One of these days I'm going to go buy one of those sharp needley dog brushes and use it to "perforate" the skin to see if this helps render the fat out faster.
I certainly don't think my method is the end all be all way across the board, but I won't allow any other way in my kitchens. At least just not until I see another way execute same or better results. I'm always up for learning something new!


----------



## perneto (Feb 18, 2014)

Has anyone tried the cryosearing method from Modernist Cuisine? 

It uses a block of dry ice to half freeze the skin side, ensuring fat can be rendered for a long time without cooking the meat.


----------



## jgraeff (Feb 18, 2014)

crofrying would be ideal however most people would not do that. 

i have always used room temp or in a kitchen place it on a warm shelf to raise temp before cooking. Then in a cold pan on very low flam skin side down until skin is very crispy then and only then flip and raise heat, use fat int he pan to baste the skin side and it will continue to crisp. i have gotten perfect medium rare to medium that way.

Although i have done it different ways to, once i worked for a chef, he made us blanch whole ducks 6 times before roasting in the oven low and slow. he said it helped release some fat under the skin and helped with getting perfect crispy skin. 

you could try that. blanch for 15-30 seconds, then into ice water and repeat, therefore not cooking really and try to do the method above, not sure if ti will work for just a breast but i can attest the whole ducks came out very nice. Also a brine wouldn't hurt before.


----------



## jamaster14 (Feb 18, 2014)

jgraeff said:


> crofrying would be ideal however most people would not do that.
> 
> i have always used room temp or in a kitchen place it on a warm shelf to raise temp before cooking. Then in a cold pan on very low flam skin side down until skin is very crispy then and only then flip and raise heat, use fat int he pan to baste the skin side and it will continue to crisp. i have gotten perfect medium rare to medium that way.
> 
> ...



im not really having problems with crispy skin or getting the duck medium. the duck is quite good and the skin is crispy - just not fully rendered so its a bit gummy between the crispy top and the meat.


----------



## Stumblinman (Feb 19, 2014)

Basically sounds like you may be just cooking too fast. I like mine scored. Render in dry pan flip and baste with fat.


----------



## jgraeff (Feb 19, 2014)

jamaster14 said:


> im not really having problems with crispy skin or getting the duck medium. the duck is quite good and the skin is crispy - just not fully rendered so its a bit gummy between the crispy top and the meat.

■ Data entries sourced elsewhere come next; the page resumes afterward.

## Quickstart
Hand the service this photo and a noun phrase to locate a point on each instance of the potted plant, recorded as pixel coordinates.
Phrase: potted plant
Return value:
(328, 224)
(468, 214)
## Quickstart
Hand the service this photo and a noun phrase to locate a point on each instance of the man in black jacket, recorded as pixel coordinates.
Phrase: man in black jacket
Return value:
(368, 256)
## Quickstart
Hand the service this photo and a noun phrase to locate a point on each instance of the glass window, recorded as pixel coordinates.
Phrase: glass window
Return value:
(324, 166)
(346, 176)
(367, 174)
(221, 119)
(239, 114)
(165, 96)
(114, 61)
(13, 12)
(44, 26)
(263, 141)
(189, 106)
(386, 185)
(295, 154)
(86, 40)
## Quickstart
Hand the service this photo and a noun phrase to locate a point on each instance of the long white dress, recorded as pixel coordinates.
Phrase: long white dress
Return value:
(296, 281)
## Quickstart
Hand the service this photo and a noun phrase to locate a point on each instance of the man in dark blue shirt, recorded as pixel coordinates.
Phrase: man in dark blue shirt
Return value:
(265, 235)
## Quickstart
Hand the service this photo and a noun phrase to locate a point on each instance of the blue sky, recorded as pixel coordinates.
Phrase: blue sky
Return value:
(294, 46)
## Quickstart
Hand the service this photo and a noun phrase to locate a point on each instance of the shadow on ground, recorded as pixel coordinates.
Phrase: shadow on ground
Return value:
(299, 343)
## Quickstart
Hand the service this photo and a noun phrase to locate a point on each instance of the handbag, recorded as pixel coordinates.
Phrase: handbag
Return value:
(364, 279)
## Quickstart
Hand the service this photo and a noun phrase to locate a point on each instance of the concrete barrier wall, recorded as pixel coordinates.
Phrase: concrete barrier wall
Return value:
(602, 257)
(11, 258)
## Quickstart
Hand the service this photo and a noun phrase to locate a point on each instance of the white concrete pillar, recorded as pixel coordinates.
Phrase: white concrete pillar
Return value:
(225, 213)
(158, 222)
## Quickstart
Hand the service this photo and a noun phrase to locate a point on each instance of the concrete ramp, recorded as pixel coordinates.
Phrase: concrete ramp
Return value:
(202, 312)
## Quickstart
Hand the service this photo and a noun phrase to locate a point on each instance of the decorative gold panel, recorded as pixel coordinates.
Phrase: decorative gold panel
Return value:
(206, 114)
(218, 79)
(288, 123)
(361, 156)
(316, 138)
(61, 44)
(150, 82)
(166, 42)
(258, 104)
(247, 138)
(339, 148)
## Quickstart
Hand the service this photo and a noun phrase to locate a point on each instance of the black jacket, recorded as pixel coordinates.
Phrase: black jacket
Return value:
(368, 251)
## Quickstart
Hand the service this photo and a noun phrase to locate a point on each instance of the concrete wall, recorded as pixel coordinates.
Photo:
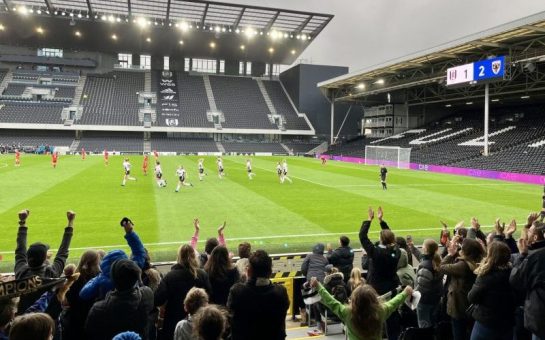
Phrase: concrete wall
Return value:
(300, 82)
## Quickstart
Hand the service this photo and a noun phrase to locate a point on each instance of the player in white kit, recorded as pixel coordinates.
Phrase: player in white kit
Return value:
(159, 175)
(181, 173)
(249, 169)
(201, 169)
(127, 171)
(285, 172)
(221, 172)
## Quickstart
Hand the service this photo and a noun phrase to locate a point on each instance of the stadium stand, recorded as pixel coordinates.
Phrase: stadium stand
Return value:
(241, 102)
(30, 112)
(111, 99)
(283, 106)
(97, 142)
(183, 145)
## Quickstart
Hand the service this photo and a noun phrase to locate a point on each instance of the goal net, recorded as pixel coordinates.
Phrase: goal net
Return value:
(392, 156)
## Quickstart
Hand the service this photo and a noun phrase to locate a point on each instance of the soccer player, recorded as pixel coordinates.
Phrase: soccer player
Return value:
(127, 170)
(106, 155)
(17, 158)
(201, 169)
(285, 172)
(159, 175)
(279, 172)
(249, 169)
(383, 172)
(181, 173)
(54, 159)
(221, 172)
(145, 165)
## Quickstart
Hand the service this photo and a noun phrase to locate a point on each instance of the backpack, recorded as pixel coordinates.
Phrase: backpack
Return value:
(339, 293)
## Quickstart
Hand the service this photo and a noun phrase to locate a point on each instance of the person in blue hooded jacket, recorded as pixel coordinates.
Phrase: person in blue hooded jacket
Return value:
(98, 287)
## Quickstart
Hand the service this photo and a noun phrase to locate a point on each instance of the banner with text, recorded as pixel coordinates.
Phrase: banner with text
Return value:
(168, 99)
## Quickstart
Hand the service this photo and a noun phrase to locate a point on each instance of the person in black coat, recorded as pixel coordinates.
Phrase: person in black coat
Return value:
(124, 309)
(172, 290)
(342, 258)
(258, 307)
(492, 297)
(383, 259)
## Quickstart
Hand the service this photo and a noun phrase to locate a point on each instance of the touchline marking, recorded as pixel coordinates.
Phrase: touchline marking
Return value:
(252, 238)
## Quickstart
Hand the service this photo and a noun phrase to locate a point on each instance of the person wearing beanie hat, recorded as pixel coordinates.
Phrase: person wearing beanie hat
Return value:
(32, 261)
(126, 308)
(97, 287)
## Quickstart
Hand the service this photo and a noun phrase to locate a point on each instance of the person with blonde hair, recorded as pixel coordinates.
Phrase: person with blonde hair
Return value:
(183, 276)
(365, 314)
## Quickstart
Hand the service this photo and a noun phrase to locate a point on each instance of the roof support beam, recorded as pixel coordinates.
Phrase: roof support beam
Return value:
(535, 28)
(50, 7)
(237, 21)
(203, 19)
(271, 22)
(304, 24)
(89, 8)
(489, 44)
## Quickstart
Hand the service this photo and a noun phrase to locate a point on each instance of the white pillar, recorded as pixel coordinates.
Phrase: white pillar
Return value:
(486, 119)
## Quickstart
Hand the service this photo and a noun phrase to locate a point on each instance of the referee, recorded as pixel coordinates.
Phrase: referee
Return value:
(383, 172)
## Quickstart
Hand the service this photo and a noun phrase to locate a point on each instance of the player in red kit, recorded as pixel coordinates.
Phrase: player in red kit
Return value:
(17, 158)
(145, 165)
(106, 155)
(54, 159)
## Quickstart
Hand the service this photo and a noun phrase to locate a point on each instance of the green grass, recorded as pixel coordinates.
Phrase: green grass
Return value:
(322, 203)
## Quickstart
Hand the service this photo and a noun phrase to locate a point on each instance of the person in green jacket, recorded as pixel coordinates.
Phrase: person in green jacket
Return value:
(365, 315)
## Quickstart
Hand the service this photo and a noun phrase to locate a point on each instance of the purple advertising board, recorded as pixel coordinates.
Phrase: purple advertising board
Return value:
(443, 169)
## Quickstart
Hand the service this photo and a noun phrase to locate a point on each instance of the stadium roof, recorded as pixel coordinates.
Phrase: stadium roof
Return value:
(191, 11)
(520, 41)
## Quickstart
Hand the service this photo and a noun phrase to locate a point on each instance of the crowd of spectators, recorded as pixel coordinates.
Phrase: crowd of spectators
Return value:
(480, 286)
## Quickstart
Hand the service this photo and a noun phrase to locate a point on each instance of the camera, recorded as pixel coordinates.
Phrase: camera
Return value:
(124, 221)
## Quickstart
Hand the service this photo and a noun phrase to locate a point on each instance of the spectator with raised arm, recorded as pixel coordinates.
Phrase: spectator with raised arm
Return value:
(491, 296)
(99, 286)
(258, 307)
(222, 274)
(32, 261)
(343, 257)
(183, 276)
(459, 265)
(365, 315)
(383, 259)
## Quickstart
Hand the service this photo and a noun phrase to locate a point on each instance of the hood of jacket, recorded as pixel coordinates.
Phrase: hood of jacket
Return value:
(109, 259)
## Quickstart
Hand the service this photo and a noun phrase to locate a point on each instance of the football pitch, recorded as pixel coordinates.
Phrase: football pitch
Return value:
(322, 203)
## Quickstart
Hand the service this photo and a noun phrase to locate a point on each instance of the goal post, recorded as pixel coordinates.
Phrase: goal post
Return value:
(392, 156)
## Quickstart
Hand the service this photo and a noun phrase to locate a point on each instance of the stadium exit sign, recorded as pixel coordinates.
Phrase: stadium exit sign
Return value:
(488, 69)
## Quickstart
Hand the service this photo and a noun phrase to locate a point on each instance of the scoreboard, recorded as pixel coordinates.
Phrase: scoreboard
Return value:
(488, 69)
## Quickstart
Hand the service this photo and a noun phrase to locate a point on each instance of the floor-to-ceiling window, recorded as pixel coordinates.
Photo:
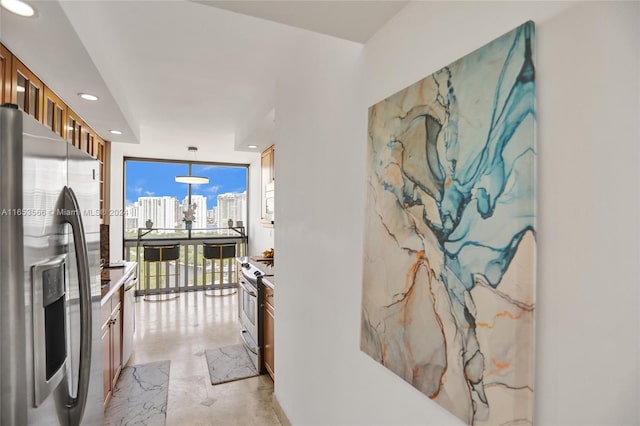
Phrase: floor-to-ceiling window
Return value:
(153, 198)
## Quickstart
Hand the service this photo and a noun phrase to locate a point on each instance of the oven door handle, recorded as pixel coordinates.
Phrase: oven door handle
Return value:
(246, 344)
(249, 291)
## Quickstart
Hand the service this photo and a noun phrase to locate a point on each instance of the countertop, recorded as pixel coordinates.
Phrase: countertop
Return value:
(116, 277)
(265, 266)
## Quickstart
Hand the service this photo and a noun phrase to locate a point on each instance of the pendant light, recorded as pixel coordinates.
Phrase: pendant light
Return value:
(195, 180)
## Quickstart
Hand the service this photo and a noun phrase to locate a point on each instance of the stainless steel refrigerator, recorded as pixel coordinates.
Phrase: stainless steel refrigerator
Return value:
(50, 346)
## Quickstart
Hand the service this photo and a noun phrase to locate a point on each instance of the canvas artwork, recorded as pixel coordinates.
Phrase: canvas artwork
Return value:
(448, 282)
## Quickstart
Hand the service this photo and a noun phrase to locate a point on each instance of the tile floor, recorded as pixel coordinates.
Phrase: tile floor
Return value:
(180, 330)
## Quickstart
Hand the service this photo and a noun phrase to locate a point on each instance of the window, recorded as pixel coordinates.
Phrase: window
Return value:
(153, 199)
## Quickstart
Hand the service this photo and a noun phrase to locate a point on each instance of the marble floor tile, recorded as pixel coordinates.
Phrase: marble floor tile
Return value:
(140, 397)
(180, 331)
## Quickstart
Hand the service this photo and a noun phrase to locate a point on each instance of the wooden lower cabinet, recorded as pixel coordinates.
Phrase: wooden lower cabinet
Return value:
(111, 344)
(268, 317)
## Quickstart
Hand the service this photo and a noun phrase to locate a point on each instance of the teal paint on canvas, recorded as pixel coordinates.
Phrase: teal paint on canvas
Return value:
(448, 283)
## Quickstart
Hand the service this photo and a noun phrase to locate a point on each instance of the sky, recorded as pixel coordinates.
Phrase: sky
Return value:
(155, 179)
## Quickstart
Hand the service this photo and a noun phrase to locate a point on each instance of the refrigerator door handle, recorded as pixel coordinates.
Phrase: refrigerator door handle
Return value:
(72, 215)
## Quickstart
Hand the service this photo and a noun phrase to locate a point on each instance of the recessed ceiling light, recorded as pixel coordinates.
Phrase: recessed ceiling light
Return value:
(18, 7)
(88, 96)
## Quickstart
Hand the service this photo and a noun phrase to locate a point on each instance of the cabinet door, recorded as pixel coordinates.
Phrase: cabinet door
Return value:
(267, 166)
(269, 349)
(116, 346)
(101, 155)
(55, 113)
(106, 362)
(5, 74)
(27, 91)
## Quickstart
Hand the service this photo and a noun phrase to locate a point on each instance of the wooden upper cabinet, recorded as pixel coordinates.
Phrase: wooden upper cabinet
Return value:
(55, 113)
(6, 61)
(74, 129)
(27, 91)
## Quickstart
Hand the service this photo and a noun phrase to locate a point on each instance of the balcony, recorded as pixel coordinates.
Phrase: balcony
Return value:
(189, 269)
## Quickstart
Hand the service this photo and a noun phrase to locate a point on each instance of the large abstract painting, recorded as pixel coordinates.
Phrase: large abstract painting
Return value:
(448, 283)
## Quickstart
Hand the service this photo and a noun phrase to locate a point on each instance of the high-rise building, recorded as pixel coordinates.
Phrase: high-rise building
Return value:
(200, 212)
(132, 217)
(232, 206)
(160, 210)
(212, 217)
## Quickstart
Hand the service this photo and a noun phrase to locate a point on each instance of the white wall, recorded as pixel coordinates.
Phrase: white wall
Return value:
(588, 334)
(260, 236)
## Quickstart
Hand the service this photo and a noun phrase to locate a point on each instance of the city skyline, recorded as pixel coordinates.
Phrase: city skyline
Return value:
(157, 179)
(167, 212)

Well as you render all the fat it becomes more crispy..


----------



## jai (Feb 19, 2014)

Best way possible is to actually take the skin off scrap all the fat away and use meat glue or transglucimate or something to reattach skin then you have no fat perfect crisp skin and beautiful duck breast. They do that over here in some of the 3 hat places.


----------



## Stumblinman (Feb 20, 2014)

Yeah that's how they did it on Star Trek.


----------



## jai (Feb 20, 2014)

Sounds like that haha some of the **** they do these days is ridiculous.


----------



## apathetic (Feb 20, 2014)

What is the best way to crisp the skin if you separate it?
And is it that important to keep the skin attached anyway? Never tried that so wondering about it


----------



## jamaster14 (Feb 20, 2014)

Stumblinman said:


> Yeah that's how they did it on Star Trek.



lol


----------



## ncedge (Mar 1, 2014)

apathetic said:


> What is the best way to crisp the skin if you separate it?
> And is it that important to keep the skin attached anyway? Never tried that so wondering about it



imho. keep the bird in as natural form as possible, it's nature. There is no need for surgery here. 

Render your scored breast low and slow; a thin layer of fat under the crispy skin is not unpleasant. 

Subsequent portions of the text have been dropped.